Accelerating Scientific Computing with JAX-LBM
Every time you get in a modern airplane, sit in a new car, or witness a SpaceX launch, chances are that those designs were perfected using a kind of virtual testing based on Computational Fluid Dynamics (CFD). CFD is also used extensively in climate modeling and weather simulation allowing scientists to predict storms and cyclones. As a wonder of the modern computing age, CFD has deep historical roots that can be traced back to the pioneering works of Archimedes to DaVinci, to Lord Kelvin and Navier & Stokes.
The mathematics developed around the study of fluid mechanics are notoriously complex, and solving those equations analytically remains so challenging that there is still a millennium prize associated with the proof of existence of unique solutions for these fundamental equations of nature. With CFD and modern digital computers, you can query to your heart’s content and look at flow characteristics with the click of a mouse. The catch, however, is that these computations are expensive, due to tremendous computational requirements, especially when you’re doing a lot of design iterations. Tuning CFD algorithms can also be a daunting task, as they have traditionally been implemented in low-level programming languages, demanding significant effort to achieve adequate computational performance and efficiency. While the resulting algorithms are undeniably powerful, their development and improvement can be laborious and, more importantly, require expertise in high-performance computing (HPC).
In recent years, Graphics Processing Units (GPUs) have become ubiquitous, and were developed to specially accelerate computer graphics and games. In the age of the cloud, we now have access to multiple nodes each containing multiple GPUs and CPUs in a distributed configuration. Leveraging these computing environments for CFD algorithms has traditionally been a difficult and painstaking undertaking with few solutions available to use. JAX-LBM is aimed to completely change this paradigm.
With all the excitement and focus on AI and machine learning (ML), massive investment has occurred to improve computation for ML. Companies like Google and NVIDIA have created a host of libraries and languages that are now also useful in other domains like simulation. JAX is one such technology, the marriage between an optimizing compiler-based technique to accelerate linear algebra and auto-differentiation. JAX also provides an easy-to-use NumPy-like environment for algorithm development, where user code is automatically translated to highly efficient parallel computations for single-node or distributed cluster architectures. On the other hand, the Lattice Boltzmann Method (LBM) is a unique approach in CFD that is tailor-made for massive scalability on more modern, highly parallel (many computing elements) hardware. For each grid point, LBM defines local calculations that only depend on the information stored by immediate neighbouring points, reducing the need to move data around between computing elements. Using JAX to implement LBM seemed a natural fit, harnessing the strengths of both frameworks delivering an optimal algorithm for parallelization and a highly extendable and performant interface for CFD research.
Within Autodesk Research, the Simulation, Optimization, and Systems (SOS) group has been leading a collaboration with NVIDIA to explore the use of JAX for LBM simulations on Nvidia’s latest GPUs. In their recent GTC presentation, Autodesk researchers demonstrated a series of innovative techniques to improve the scalability of their LBM implementation. Specifically, they utilized explicit collectives provided by JAX for the “streaming” step of the LBM simulation, which facilitated better control of the parallelization of the simulation across multiple GPUs, while leveraging the recently introduced shard-map Single Program Multiple Data (SPMD) parallelism to maintain the NumPy-like interface for the remaining codebase.
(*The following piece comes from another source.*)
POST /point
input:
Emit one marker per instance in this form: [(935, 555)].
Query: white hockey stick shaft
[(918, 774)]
This approach liberated domain experts, who typically are not HPC experts, from grappling with the parallelization implementations and instead enabled them to work directly with NumPy-like JAX arrays, significantly shortening the development process from several months to just a few weeks.
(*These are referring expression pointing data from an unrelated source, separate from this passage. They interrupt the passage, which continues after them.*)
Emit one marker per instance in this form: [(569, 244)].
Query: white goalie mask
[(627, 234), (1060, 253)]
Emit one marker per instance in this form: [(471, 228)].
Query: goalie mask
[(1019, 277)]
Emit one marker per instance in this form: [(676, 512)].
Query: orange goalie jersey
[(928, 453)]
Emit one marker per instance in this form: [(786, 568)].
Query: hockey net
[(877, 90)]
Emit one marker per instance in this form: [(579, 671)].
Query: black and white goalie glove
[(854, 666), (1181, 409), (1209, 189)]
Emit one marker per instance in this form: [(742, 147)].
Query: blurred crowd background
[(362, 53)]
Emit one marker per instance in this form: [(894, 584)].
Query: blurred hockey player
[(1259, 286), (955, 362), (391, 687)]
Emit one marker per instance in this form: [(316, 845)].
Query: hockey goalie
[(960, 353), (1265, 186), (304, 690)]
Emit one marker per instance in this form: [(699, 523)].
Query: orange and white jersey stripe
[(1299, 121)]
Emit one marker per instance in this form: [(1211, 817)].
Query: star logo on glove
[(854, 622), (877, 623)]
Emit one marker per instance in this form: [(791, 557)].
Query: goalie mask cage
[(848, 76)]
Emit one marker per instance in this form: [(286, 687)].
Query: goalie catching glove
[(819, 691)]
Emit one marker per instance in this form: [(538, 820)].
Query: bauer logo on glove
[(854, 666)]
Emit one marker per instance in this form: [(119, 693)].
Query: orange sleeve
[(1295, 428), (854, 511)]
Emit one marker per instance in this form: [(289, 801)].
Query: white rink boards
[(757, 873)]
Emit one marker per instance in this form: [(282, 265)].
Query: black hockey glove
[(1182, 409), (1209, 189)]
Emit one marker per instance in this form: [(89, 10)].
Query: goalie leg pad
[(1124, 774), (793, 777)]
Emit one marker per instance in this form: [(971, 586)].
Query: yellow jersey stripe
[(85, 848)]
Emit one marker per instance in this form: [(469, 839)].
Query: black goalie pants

To evaluate the effectiveness of these techniques, the team conducted weak and strong scaling tests on the simulation. Weak scaling tests involved increasing the size of the simulation while maintaining a constant workload per processor. Strong scaling tests involved dividing the simulation into smaller parts and increasing the number of processors. The results demonstrate high weak scaling and great efficiency, enabling simulations with billions of voxels on a single DGX machine.
The benefits of these improvements are evident: The ability to conduct more realistic and accurate simulations. As a showcase, the team simulated the DrivAer vehicle model and a NACA airfoil in a wind tunnel, employing hundreds of millions of voxels. Remarkably, these intricate simulations can be completed in just a few minutes using a single DGX machine. This rapid analysis is essential in the design processes, as it provides engineers the opportunity to evaluate the aerodynamics of their designs in a controlled setting and iterate quickly to gain deeper insight.
Looking ahead, the fusion of JAX and LBM, or JAX-LBM, is believed to pave the way for ground-breaking research in generative design of multi-physics systems and physics-based AI, as it integrates seamlessly with a wealth of optimization and machine learning tools, such as Flax and Haiku, that are native to JAX. This integration expands the capabilities of LBM simulations further and facilitates the adoption of advanced machine learning techniques in CFD research that are yet to be explored.
Mehdi Ataei is a Senior Research Scientist and Hesam Salehipour is a Principal Computational Physics Research Scientist at Autodesk.